(Rinnovabilil.it) – Il Brasile, dopo aver spinto le rinnovabili fino a un mese fa, sta macchiando la sua reputazione. Il governo oggi mette all’asta contratti per progetti di produzione del gas naturale e centrali a carbone, invertendo una tendenza che lo aveva visto, fino a poco tempo fa, privilegiare le fonti rinnovabili. Il revival dell’energia tradizionale arriva in un momento già critico per il più grande Stato sudamericano, dato che l’Observatorio do Clima ha appena diffuso i dati sulle emissioni per il 2013 e i numeri non sono affatto incoraggianti. Infatti, dopo dieci anni di miglioramenti, il livello dei gas serra in atmosfera è tornato a crescere (+7.8%).
I primi nuovi impianti termici vedranno la luce fra 3 anni, avviando un processo di ritorno al fossile che il governo sembrava aver ripudiato in favore dell’eolico (incentivato dal 2009) e del fotovoltaico (per cui sono state varate politiche favorevoli quest’anno).

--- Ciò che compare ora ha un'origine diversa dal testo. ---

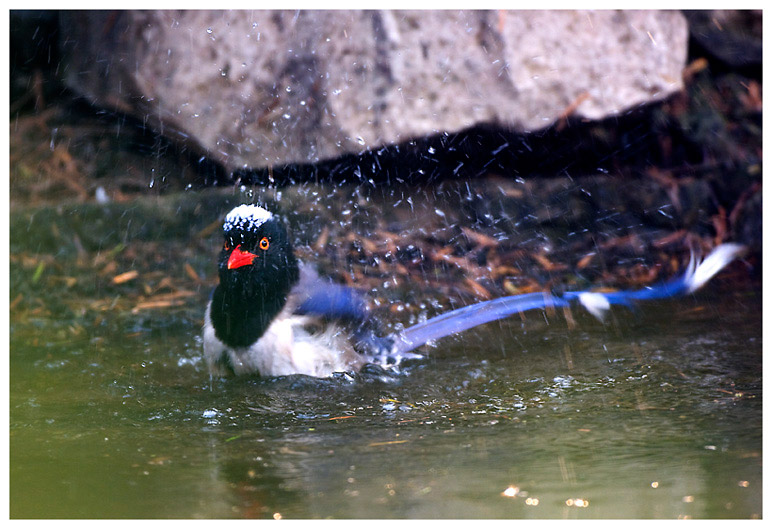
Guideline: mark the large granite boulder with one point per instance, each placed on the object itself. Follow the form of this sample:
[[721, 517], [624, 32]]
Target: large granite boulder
[[263, 88]]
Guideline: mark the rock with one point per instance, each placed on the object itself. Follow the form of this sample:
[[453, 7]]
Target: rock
[[257, 89]]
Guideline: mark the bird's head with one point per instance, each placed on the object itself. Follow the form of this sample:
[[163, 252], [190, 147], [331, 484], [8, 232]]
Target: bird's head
[[256, 257]]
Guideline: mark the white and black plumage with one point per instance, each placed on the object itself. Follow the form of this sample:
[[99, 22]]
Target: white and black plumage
[[272, 315]]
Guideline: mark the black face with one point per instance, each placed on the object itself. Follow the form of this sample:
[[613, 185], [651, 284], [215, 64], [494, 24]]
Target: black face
[[257, 269], [256, 260]]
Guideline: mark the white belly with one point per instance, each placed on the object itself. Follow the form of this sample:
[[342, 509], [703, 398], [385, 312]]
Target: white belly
[[286, 348]]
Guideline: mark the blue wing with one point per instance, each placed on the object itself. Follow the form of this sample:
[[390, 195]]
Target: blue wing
[[333, 301], [597, 303]]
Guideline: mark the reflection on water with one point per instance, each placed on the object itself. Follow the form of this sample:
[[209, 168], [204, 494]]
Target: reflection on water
[[654, 414]]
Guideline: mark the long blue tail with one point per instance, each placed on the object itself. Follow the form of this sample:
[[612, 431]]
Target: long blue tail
[[597, 303]]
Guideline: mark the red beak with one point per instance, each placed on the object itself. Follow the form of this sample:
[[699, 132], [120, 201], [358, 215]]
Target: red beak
[[239, 258]]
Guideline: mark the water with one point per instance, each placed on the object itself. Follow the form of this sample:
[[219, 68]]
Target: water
[[652, 414]]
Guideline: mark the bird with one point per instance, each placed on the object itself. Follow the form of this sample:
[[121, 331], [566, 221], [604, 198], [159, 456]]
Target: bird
[[274, 315]]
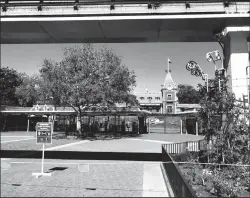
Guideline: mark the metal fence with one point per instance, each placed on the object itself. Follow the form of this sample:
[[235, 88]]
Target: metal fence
[[184, 146], [179, 185]]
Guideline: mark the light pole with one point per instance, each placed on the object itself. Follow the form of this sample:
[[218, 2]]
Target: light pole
[[195, 70], [213, 56], [248, 73]]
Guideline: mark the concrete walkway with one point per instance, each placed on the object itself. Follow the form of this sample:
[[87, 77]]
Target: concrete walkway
[[103, 179]]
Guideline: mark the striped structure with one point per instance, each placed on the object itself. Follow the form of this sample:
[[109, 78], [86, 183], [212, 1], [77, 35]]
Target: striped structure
[[184, 146]]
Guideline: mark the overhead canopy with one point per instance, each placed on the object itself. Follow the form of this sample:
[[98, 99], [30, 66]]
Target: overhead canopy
[[48, 110]]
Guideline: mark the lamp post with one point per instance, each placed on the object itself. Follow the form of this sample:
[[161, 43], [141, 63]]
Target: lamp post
[[213, 57], [248, 73]]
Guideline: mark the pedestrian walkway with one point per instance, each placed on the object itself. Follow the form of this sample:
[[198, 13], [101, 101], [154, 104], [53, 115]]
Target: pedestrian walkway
[[104, 179]]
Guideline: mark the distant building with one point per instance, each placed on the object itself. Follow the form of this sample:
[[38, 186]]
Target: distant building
[[166, 100]]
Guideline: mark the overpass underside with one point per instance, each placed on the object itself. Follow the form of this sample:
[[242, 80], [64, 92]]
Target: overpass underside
[[127, 21]]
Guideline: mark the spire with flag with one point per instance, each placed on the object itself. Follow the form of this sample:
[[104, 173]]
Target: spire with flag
[[169, 61]]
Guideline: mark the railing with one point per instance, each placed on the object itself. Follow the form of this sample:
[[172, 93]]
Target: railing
[[179, 185], [106, 2], [194, 146]]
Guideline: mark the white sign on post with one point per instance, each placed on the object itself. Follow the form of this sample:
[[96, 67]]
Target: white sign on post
[[43, 136]]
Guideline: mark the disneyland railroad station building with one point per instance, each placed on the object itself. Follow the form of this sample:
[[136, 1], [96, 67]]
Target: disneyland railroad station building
[[162, 107]]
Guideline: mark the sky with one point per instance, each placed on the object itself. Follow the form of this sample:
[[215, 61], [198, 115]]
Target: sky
[[148, 60]]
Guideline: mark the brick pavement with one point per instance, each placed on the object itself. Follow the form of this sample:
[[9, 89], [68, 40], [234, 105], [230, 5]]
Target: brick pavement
[[104, 180]]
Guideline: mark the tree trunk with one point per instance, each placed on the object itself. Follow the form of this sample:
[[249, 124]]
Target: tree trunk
[[79, 120]]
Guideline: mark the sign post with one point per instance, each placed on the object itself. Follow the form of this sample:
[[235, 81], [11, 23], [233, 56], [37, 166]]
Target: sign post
[[43, 136]]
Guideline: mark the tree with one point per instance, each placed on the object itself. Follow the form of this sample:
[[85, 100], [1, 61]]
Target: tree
[[222, 120], [9, 80], [27, 92], [87, 77], [187, 94]]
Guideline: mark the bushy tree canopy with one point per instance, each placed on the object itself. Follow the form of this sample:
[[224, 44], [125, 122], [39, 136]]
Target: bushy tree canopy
[[187, 94], [223, 120], [87, 76], [9, 80]]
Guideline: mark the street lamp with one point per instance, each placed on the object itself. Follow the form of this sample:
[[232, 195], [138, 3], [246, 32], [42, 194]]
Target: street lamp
[[248, 73], [213, 56]]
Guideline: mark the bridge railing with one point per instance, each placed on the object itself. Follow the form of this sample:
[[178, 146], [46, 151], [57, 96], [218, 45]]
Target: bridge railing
[[106, 2], [193, 146], [172, 173]]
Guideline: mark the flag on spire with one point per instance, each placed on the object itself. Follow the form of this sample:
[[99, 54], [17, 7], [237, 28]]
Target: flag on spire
[[169, 61]]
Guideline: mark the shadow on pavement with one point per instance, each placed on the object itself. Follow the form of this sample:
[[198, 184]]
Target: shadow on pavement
[[80, 155]]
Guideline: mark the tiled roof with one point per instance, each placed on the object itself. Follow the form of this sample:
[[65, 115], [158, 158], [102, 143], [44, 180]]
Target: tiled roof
[[149, 97], [169, 81], [188, 105]]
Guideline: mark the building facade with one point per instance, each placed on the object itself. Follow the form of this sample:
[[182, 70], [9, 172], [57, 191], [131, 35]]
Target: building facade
[[165, 101]]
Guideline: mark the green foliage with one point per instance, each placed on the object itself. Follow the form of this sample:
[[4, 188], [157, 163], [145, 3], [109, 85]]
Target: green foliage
[[221, 117], [86, 77], [27, 92], [228, 182], [187, 94], [9, 80]]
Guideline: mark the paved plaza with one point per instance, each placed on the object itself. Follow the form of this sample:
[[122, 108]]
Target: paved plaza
[[104, 179], [90, 178], [148, 143]]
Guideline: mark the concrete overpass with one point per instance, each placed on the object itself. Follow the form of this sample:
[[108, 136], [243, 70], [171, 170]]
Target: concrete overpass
[[126, 21]]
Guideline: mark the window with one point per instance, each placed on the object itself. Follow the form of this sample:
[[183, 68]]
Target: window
[[169, 109]]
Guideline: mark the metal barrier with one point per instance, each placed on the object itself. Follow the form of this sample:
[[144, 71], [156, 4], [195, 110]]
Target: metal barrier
[[179, 185], [184, 146]]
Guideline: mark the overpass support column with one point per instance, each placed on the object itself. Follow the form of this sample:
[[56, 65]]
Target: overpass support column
[[236, 53]]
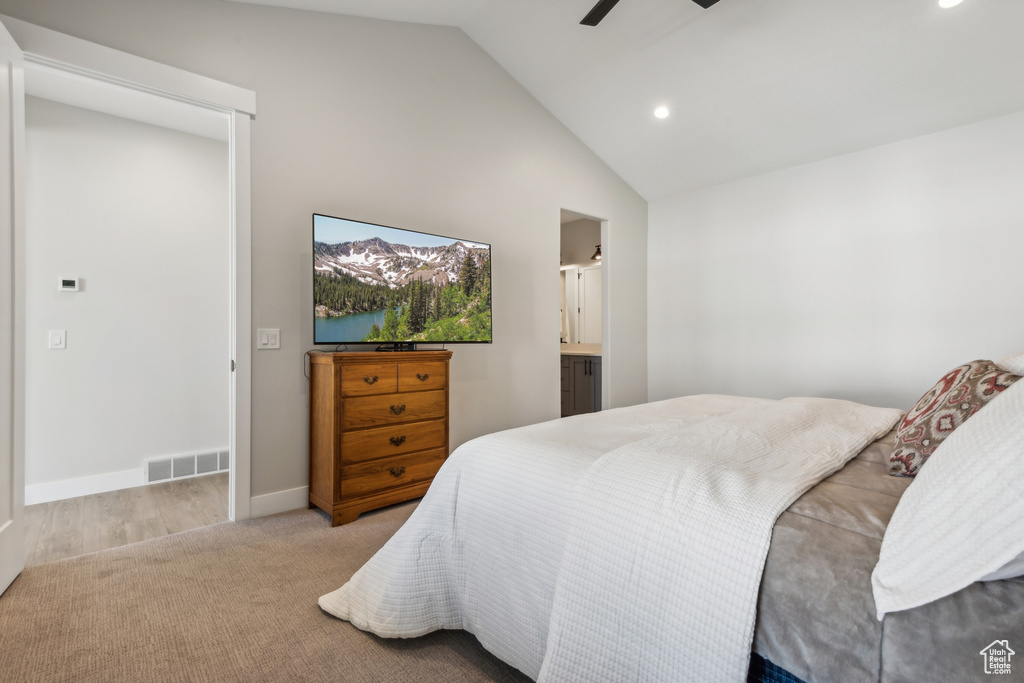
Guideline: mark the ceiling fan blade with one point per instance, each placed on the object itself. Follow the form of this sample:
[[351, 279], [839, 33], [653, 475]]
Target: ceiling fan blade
[[600, 9]]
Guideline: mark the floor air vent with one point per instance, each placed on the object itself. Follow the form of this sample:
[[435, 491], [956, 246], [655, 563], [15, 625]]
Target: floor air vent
[[181, 467]]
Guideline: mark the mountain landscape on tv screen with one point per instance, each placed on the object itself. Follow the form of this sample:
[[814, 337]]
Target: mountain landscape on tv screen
[[375, 291]]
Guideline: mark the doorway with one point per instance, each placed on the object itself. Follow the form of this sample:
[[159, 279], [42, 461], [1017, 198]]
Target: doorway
[[582, 284], [23, 45], [135, 215]]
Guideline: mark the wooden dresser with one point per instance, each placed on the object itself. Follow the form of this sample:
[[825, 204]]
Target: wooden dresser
[[378, 428]]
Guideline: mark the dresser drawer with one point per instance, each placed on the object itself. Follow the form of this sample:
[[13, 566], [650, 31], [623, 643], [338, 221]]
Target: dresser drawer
[[365, 379], [375, 475], [392, 409], [392, 440], [422, 376]]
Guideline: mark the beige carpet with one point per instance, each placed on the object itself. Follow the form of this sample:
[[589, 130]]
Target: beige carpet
[[229, 602]]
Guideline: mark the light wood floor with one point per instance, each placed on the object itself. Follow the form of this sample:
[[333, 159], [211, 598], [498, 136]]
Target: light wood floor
[[78, 525]]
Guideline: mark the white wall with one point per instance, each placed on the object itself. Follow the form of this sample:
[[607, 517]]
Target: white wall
[[864, 276], [139, 214], [401, 125]]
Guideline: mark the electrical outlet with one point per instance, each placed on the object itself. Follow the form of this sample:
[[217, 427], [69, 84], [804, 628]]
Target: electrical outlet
[[58, 339]]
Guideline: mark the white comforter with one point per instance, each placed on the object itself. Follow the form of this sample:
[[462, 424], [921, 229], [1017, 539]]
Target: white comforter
[[626, 545]]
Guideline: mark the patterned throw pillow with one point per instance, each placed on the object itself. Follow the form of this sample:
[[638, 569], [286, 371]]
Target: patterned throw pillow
[[954, 398]]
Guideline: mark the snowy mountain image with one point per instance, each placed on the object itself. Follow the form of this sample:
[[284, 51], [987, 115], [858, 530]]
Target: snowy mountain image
[[378, 288], [375, 261]]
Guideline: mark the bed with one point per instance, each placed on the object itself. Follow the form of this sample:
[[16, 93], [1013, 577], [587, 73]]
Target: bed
[[720, 538]]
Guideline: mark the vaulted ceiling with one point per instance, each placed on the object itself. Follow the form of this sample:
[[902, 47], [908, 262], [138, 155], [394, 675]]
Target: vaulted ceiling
[[752, 85]]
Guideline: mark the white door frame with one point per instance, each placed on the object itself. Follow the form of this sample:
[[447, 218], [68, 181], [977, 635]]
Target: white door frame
[[49, 48], [11, 315]]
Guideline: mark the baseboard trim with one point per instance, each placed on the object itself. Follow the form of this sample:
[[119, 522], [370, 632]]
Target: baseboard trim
[[281, 501], [87, 485]]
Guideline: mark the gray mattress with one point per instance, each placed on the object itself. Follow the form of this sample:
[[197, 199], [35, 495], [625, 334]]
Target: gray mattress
[[815, 610]]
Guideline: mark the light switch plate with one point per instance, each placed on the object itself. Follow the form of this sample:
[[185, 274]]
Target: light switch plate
[[58, 339], [267, 338]]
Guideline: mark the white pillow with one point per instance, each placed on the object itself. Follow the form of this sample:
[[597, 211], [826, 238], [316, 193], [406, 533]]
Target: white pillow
[[1013, 363], [963, 517]]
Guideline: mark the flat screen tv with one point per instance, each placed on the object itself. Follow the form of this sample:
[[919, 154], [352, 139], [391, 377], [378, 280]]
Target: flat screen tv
[[396, 288]]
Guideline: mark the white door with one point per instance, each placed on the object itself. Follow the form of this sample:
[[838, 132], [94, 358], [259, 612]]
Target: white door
[[11, 383]]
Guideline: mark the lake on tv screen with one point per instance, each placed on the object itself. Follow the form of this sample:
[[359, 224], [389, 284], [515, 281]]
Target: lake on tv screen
[[346, 329]]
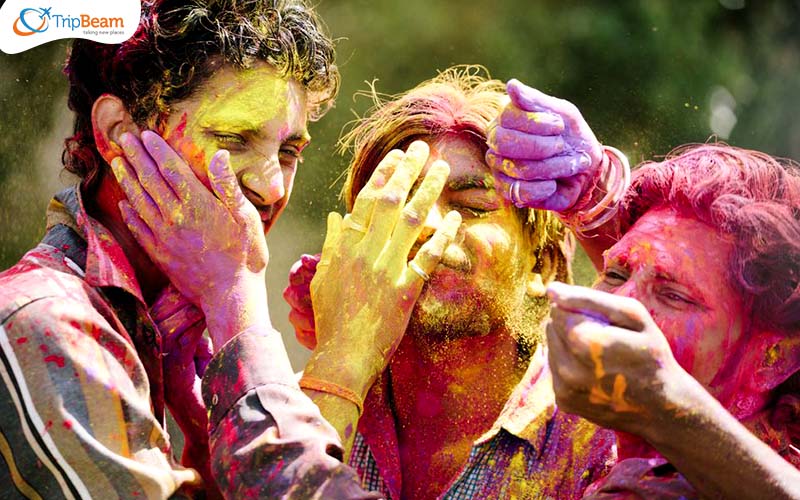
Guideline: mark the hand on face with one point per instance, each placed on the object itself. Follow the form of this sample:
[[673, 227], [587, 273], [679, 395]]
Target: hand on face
[[542, 152], [610, 362], [209, 244], [365, 287]]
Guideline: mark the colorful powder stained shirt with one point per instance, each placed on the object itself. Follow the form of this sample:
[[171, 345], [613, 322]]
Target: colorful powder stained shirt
[[778, 425], [533, 451], [82, 404]]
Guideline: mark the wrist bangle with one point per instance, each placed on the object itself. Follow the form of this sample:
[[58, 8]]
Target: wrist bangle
[[320, 385], [617, 182]]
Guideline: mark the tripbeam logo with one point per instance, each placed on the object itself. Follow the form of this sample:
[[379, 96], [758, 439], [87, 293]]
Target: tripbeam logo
[[28, 18], [24, 26]]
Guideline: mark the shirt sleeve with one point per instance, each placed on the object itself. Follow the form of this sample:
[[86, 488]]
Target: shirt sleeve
[[76, 419], [267, 439]]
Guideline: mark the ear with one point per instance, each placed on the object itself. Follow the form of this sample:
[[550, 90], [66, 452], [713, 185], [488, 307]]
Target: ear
[[771, 358], [110, 119]]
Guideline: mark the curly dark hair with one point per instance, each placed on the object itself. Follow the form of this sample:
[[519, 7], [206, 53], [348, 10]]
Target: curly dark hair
[[747, 194], [172, 53]]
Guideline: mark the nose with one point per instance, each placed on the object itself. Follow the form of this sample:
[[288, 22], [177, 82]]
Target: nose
[[431, 223], [264, 184], [627, 289]]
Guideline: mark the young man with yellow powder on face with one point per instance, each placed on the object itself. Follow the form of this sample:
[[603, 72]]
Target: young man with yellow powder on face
[[465, 408], [97, 343]]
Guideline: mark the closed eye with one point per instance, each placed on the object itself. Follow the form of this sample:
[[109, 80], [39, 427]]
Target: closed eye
[[614, 277], [229, 141]]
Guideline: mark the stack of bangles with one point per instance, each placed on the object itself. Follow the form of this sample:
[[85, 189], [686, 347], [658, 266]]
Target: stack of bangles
[[616, 172], [320, 385]]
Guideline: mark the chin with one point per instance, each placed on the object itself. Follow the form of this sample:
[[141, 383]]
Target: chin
[[451, 313]]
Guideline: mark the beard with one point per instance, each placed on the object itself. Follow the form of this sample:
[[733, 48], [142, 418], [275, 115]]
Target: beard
[[454, 306]]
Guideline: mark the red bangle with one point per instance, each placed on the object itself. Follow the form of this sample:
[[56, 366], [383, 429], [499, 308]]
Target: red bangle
[[617, 182], [320, 385]]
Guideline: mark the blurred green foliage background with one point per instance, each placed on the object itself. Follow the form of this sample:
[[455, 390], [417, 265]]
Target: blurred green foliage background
[[648, 75]]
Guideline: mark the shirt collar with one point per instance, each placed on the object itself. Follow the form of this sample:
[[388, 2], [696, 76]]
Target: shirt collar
[[525, 415], [530, 406], [106, 262]]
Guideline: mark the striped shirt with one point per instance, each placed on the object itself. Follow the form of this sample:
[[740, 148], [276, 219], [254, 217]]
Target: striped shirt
[[533, 451], [82, 395]]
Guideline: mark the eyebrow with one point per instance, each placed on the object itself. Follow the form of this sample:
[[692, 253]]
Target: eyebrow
[[469, 182]]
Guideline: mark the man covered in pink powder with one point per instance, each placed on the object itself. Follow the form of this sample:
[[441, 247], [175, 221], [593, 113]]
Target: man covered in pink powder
[[96, 344], [689, 343]]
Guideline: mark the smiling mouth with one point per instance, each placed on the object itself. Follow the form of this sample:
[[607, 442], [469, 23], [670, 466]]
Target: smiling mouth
[[453, 260]]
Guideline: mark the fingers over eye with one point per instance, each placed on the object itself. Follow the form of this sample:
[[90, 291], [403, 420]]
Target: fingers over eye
[[177, 175], [392, 198], [430, 254], [365, 201], [140, 201], [414, 214]]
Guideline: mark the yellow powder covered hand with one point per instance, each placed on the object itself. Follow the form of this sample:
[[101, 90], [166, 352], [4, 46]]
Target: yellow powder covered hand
[[365, 287]]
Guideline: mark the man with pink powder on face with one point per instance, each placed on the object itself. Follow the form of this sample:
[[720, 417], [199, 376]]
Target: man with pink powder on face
[[689, 343]]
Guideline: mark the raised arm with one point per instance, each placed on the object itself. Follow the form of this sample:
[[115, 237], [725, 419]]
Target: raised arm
[[544, 155], [612, 365]]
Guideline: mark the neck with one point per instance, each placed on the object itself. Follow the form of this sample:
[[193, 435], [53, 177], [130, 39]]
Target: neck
[[446, 395], [103, 206]]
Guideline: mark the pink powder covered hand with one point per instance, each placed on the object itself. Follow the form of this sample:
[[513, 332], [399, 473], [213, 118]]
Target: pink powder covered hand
[[542, 152], [208, 242], [298, 296]]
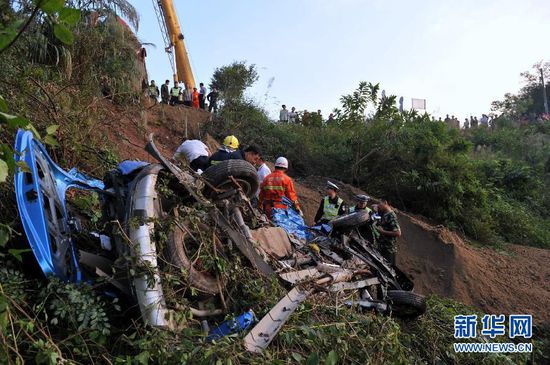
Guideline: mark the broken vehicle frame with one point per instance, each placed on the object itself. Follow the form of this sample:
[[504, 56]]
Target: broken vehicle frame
[[50, 228]]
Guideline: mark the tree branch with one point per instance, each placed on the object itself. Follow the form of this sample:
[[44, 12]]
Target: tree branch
[[27, 23]]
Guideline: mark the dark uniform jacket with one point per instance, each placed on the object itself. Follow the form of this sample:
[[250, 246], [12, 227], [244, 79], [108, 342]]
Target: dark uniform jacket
[[388, 222], [321, 211]]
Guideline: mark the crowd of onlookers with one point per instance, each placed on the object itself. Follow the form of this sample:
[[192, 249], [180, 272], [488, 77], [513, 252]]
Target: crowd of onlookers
[[304, 117], [180, 94], [489, 121]]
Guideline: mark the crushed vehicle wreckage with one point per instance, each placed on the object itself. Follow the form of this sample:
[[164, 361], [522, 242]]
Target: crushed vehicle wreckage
[[138, 215]]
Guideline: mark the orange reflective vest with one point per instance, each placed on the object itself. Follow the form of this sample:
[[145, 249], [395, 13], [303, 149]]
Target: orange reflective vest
[[195, 99], [273, 188]]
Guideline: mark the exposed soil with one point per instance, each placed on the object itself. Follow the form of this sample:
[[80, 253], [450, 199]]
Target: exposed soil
[[438, 260]]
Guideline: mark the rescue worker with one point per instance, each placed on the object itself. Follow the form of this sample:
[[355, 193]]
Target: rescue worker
[[263, 171], [366, 230], [195, 152], [174, 93], [202, 96], [196, 98], [388, 229], [229, 151], [331, 206], [153, 91], [275, 186], [165, 92], [212, 98], [188, 97]]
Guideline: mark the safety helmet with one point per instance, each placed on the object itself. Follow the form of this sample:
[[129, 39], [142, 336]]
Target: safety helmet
[[231, 141], [333, 186], [362, 198], [281, 162]]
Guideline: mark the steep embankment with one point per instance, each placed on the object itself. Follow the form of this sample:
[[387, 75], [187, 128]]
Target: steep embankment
[[438, 260]]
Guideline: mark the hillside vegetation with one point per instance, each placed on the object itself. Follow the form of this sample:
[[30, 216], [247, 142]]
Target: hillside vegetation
[[489, 183], [51, 84]]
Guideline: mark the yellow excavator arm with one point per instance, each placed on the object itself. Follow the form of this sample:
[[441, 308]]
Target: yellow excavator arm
[[174, 39]]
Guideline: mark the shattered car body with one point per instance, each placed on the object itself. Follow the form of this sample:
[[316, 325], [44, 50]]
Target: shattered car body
[[333, 259]]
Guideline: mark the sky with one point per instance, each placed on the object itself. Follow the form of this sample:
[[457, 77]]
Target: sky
[[458, 55]]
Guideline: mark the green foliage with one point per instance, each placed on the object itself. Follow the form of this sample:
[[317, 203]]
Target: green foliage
[[232, 80], [529, 100], [490, 184], [76, 308]]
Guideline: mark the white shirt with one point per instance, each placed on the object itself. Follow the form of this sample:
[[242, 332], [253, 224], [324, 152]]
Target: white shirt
[[263, 171], [283, 115], [192, 149]]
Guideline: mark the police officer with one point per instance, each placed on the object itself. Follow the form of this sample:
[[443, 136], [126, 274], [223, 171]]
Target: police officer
[[331, 206], [388, 229], [361, 204]]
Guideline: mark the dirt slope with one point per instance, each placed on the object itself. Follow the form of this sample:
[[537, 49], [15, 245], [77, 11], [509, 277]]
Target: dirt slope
[[128, 127], [438, 260]]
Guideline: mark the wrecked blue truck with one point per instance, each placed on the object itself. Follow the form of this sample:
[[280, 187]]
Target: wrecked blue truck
[[132, 207]]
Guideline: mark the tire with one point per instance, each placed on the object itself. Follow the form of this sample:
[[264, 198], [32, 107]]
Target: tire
[[243, 172], [406, 304], [350, 220], [177, 256]]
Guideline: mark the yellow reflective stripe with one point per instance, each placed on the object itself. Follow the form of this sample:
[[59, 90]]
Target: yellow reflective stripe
[[330, 211], [273, 187]]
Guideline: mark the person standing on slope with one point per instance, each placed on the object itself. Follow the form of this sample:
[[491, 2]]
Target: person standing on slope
[[283, 115], [165, 92], [331, 205], [196, 98], [229, 151], [202, 96], [388, 229], [195, 152], [174, 93], [276, 186]]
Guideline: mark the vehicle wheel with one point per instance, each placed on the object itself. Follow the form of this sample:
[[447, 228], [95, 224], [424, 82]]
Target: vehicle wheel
[[243, 172], [406, 304], [179, 242], [350, 220]]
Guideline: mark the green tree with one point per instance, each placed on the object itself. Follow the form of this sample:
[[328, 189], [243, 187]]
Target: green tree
[[231, 81]]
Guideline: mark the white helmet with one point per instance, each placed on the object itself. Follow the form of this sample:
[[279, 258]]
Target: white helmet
[[281, 162]]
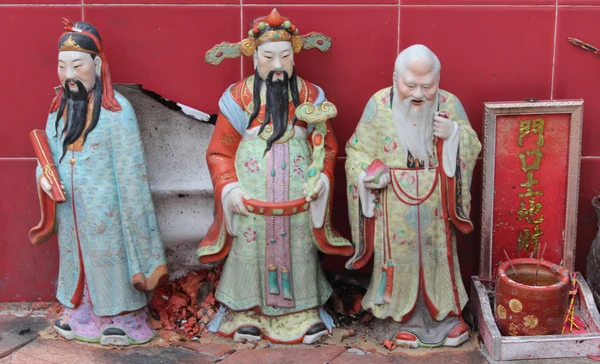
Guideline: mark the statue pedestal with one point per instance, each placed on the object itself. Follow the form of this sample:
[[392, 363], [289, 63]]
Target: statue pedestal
[[580, 343]]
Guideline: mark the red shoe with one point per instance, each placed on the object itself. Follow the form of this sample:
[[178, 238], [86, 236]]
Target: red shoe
[[458, 335], [406, 339]]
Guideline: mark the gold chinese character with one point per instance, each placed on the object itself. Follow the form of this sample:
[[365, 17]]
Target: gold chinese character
[[537, 153], [528, 213], [529, 186], [526, 239], [525, 127], [538, 128]]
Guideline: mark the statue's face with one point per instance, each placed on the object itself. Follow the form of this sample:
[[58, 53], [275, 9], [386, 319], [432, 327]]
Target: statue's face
[[418, 83], [274, 56], [74, 65]]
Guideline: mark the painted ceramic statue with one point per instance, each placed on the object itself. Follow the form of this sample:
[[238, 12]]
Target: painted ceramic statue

A differenza l’asta tenutasi il mese scorso, quando per la prima volta un contratto federale è stato messo all’asta facendo concorrere soltanto produttori di impianti fotovoltaici, il governo stavolta ha deciso di inserire anche le compagnie fossili nella trattativa. Ciò significa che gli impianti a gas e carbone sfideranno i produttori di energia pulita. Siccome i costi di quest’ultima sono ancora leggermente più alti, è probabile che ad aggiudicarsi le licenze siano gli altri.
Gli impianti termici, più facili e rapidi da costruire rispetto a quelli eolici o idroelettrici, saranno utilizzati come “tappabuchi” per garantire l’approvvigionamento di energia a seguito della più grave siccità degli ultimi 80 anni. Il fenomeno ha prosciugato i bacini idrici artificiali che garantivano il rifornimento a intere metropoli (San Paolo è in pesante emergenza da qualche mese e adesso rischia il collasso), e producevano il 70% dell’energia brasiliana. Senza nuove forniture di energia, e se prosegue il periodo di estrema siccità, il Brasile può essere costretto a razionamenti già dall’inizio del 2015. È dunque sull’onda dell’emergenza che la nazione cerca di rifugiarsi nelle fonti fossili, senza guardare oltre il suo naso: l’aumento delle emissioni, infatti – è ormai un’equazione matematica – accresce la possibilità di eventi estremi perché favorisce il cambiamento climatico. Promuovendo impianti di energia fossile si può tappare la falla nell’immediato, ma al contempo si potenziano le cause dei fenomeni che affliggono il Paese.